ブログ/コラム

ここにある
光を操りをデザインする
― TOKYOなないろ工房家づくりコラム ―
そろそろ、わたしたちの家のこと。
はじめての家づくりをやさしくガイドする、心地よい暮らしのために。

今の家づくりは「隅々まで明るいこと」を優先しがちですが、
実は「影」を上手に作ることで、住まいはもっと安らげる場所になります。
窓の設計や照明の工夫で、光と影の心地よいバランスを整えるヒントをご紹介します。
1.窓の工夫で、外の光を「優しく」変える
強い日差しをそのまま入れるのではなく、ワンクッション置くのが、
居心地の良い部屋を作るコツです。
・光を和らげる障子の力
朝の強い光も、障子を一枚通すだけで、部屋全体を包むような優しい光に変わります。
窓枠のデザインが影となって床に映り込む様子は、
時計を見なくても時間の移ろいを感じさせてくれます。
・深い軒(のき)のメリット
屋根の出を深く設計することで、
夏の厳しい日差しは遮り、冬の低い光だけを部屋の奥まで取り入れます。
・高窓から夕陽を採り入れる
壁の高い位置に窓を設けることで、外からの視線を遮りながら、
空の明るさだけを効率よく室内に届けます。
2.「照らさない場所」が、素材の良さを引き立てる
夜の照明は、ホテルのラウンジや落ち着いたレストランをイメージしてみましょう。
・「白すぎる光」を避ける
オフィスのような白い光ではなく、温かみのあるオレンジ色のライトを使うと、
木の床や塗り壁の質感が見違えるほど美しく浮かび上がります。
・光を絞って落ち着きを作る
天井の電気を一つだけ点けるのではなく、スタンドライトなどを低い位置に置きます。
あえて暗い場所を作ることで、光が当たっている場所の心地よさが強調され、自然と心が休まります。
3.「少しの暗さ」が、心のリラックスにつながる
「少し暗いかな?」と感じる空間は、実は目と脳を休めるのに最適です。
・目が慣れる時間を楽しむ
明るい場所から少し暗い部屋に入ったとき、
最初は何も見えなくても、次第に目が慣れてくる感覚。
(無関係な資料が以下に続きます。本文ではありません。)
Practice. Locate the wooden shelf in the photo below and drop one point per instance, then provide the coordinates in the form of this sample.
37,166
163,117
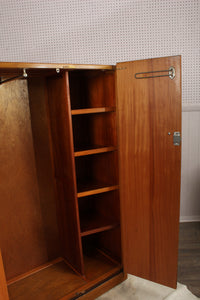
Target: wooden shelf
93,189
92,110
95,223
94,150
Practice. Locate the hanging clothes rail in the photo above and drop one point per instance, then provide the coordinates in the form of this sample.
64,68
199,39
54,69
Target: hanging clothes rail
24,75
170,74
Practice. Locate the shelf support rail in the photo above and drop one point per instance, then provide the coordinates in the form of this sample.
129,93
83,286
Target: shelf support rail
24,75
170,73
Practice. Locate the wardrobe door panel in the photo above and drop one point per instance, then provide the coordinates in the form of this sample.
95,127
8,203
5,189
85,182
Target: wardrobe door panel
149,115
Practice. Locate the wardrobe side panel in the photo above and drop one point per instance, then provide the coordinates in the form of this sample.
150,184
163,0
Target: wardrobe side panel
22,236
44,163
3,285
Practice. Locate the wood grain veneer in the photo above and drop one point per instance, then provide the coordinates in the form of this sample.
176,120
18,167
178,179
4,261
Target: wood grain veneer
63,152
44,168
3,285
150,168
22,237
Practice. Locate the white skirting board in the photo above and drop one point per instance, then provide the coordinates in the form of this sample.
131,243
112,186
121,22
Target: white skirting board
135,288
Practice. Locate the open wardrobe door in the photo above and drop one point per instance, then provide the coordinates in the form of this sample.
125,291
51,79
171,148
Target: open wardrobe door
149,116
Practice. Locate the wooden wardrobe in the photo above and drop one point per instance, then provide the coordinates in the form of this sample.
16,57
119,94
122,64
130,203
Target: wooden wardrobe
89,177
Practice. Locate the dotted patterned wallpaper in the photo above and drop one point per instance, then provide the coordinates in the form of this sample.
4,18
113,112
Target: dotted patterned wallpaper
104,32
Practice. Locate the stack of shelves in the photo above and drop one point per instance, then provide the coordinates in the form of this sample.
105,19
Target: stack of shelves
84,139
92,97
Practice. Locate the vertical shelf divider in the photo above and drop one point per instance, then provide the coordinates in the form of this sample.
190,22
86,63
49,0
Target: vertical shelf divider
59,107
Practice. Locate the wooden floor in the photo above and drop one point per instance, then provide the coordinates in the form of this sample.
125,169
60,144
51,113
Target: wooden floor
189,256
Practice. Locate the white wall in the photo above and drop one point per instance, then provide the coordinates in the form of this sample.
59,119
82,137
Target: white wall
107,31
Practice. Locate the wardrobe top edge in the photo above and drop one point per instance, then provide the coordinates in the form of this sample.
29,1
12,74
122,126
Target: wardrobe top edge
22,65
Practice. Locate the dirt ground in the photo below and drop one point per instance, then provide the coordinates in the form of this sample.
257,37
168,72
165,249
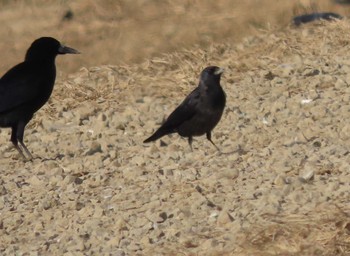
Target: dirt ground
280,185
114,32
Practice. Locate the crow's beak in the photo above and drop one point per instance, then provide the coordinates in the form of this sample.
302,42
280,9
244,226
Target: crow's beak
67,50
219,71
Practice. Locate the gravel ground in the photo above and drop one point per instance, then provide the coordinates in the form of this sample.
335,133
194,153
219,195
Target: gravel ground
279,187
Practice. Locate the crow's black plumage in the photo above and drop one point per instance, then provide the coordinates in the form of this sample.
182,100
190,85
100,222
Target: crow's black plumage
26,87
201,110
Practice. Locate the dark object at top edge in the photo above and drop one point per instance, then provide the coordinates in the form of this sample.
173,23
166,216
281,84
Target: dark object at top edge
298,20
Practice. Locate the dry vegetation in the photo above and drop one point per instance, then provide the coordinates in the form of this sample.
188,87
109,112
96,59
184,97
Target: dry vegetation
102,192
123,31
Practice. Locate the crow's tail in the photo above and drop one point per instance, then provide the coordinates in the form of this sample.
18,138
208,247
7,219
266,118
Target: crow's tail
158,134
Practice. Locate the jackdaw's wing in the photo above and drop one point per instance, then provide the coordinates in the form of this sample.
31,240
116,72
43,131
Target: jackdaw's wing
17,87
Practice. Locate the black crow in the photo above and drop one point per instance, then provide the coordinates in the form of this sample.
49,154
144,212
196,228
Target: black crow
306,18
201,110
26,87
このゆったりとした
時間の流れが、一日の疲れをリセットしてくれます。
・数値では測れない「住み心地」
断熱性などの数値も大切ですが、風の通り道や光の入り方、
そして影の作り方まで考え抜かれた家は、住むほどに愛着がわくものです。
便利さを求めて「明るさ」ばかりを優先するのではなく、あえて影をデザインする。
そんな工夫が、新しい住まいでの毎日を、もっと豊かで静かな時間に変えてくれます。